The Byzantine Empire in 527 and 565, after Bellisarius conquests for Justinian
In October 2001 my sisters and I spent a week in Istanbul. I remember reading the travel guide and learning more than a few things. Mostly about the Islamic Constantinople, after the Fall, which the Turks know as “the Conquest” instead (I had never thought of that fine example of political semantics before).
Romans knew how to choose the location for a city
But also a few about, for example, the Fourth Crusade and the difficult relations of the East and the West or about Constantine, Justinian, Hagia Sophia or the Hippodrome. Or Atatürk and Gallipoli, for some more contemporary stuff. But indeed, I think that for most Western Europeans, even the cultured ones, there is some kind of gap in history, nothing less than a one-thousand year gap, between the division of the Roman Empire and 1453.
Things I liked a lot about the series. This is a miscellanea of things, some of the things I may have known in some primitive form of knowledge but after this podcast series they became an insight:
- The name of Byzantine Empire was given to the Eastern Roman Empire by historians after it disappeared. During its existence it was known by several other names such as “Rome”, “Romania” or “Empire of Constantinople”.
- So that’s why it was so important that Charlemagne became Emperor! … there was already an Emperor in Constantinople to which the Easterners considered legitimate heir of the Roman Empire.
- Irene of Athens, who was about to marry Charlemagne. What a character! I had never heard of her before. She ordered her own son to be blinded and killed her, one of the most brutal crimes in the long of the history of the Empire.
- I never knew how small the Byzantine Empire actually was when it fell. I discovered this map in my research post-podcast.
- And also another map that shows what Constantinople was in 1453. The coast line is different from the one I strolled in 2001. These bays are not there anymore.
- The tragic death of Constantine XI Palaiologos fighting the Turks in the streets of his city and whose corpse was never recovered. I found very interesting Its ascension to myth and its symbolic importance for Greek nationalism since.

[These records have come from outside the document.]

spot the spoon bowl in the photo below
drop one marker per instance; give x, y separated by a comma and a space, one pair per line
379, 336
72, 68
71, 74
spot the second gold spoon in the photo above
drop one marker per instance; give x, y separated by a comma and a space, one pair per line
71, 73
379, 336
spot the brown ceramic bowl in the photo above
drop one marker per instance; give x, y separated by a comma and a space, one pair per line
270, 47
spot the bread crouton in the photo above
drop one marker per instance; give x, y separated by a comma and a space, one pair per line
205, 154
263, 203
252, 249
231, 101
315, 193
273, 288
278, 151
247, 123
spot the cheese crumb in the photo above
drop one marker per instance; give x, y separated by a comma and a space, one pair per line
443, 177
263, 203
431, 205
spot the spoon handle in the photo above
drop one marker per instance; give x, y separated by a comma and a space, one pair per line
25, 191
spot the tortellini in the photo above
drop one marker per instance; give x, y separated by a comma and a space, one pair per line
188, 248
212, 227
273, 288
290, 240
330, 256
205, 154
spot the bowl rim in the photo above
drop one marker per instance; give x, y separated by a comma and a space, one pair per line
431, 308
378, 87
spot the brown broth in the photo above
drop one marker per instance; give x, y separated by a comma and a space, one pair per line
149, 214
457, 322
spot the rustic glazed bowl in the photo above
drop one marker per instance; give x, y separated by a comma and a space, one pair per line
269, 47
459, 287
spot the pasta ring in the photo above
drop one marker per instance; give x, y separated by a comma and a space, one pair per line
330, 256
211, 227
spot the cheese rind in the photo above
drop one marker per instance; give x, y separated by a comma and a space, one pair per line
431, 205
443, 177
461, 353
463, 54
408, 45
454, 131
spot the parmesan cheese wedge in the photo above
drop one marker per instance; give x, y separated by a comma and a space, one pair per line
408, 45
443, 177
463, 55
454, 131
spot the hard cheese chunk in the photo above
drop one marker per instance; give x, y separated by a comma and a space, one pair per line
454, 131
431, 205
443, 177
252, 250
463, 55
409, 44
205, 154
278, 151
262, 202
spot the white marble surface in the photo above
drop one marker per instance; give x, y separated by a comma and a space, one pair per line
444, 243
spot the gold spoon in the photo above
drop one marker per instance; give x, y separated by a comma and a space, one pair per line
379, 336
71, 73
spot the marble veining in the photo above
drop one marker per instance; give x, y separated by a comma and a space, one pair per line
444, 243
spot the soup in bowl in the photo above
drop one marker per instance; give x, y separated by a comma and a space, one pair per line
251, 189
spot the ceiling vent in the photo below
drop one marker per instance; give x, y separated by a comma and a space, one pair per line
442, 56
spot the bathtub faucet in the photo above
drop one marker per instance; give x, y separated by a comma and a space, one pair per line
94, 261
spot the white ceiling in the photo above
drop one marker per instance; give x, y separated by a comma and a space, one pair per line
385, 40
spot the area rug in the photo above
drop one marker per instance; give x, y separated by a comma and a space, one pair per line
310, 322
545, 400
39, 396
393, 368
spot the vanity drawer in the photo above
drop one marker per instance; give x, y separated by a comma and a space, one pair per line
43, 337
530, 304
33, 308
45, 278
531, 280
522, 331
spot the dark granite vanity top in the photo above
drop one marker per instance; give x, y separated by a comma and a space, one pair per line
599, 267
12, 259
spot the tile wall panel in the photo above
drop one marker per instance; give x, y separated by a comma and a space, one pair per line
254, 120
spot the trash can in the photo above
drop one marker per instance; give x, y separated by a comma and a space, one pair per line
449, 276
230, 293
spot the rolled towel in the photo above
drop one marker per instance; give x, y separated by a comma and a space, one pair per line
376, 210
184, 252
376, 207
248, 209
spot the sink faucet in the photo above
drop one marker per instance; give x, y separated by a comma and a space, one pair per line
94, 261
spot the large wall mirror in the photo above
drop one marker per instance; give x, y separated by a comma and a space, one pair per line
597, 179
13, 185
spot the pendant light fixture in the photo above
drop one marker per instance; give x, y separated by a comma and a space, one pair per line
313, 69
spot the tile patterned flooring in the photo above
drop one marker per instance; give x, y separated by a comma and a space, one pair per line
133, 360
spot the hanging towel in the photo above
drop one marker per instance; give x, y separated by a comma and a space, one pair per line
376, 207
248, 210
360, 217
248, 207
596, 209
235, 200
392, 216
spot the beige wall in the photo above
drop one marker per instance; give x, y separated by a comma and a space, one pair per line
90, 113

- The Latin Empire (1204-1261) established after the Fourth Crusade is quite a history on its own. Also that sad destination of the bones of Enrico Dandolo,
- Constantinople was not the last Christian city to fall to the Turks. After its fall in 1453, there were three successor empires which outlasted the city of cities: Trebizond (1461), Nicaea (1461), Epirus (1479).
- In October 2006 I entered the tomb of Tuthmose III in the Valley of the Kings, close to Luxor in Egypt. Weeks later I came to realize that I had already seen its obelisk in Istanbul. Very close to it, the Serpent Column, which I did not quite appreciate in its time. Now I’ve read of its long history.
There were indeed many other things that I learnt or that increased my knowledge in this or that respect. This is a mere sample and I recommend to go to the sources to find about it yourselves.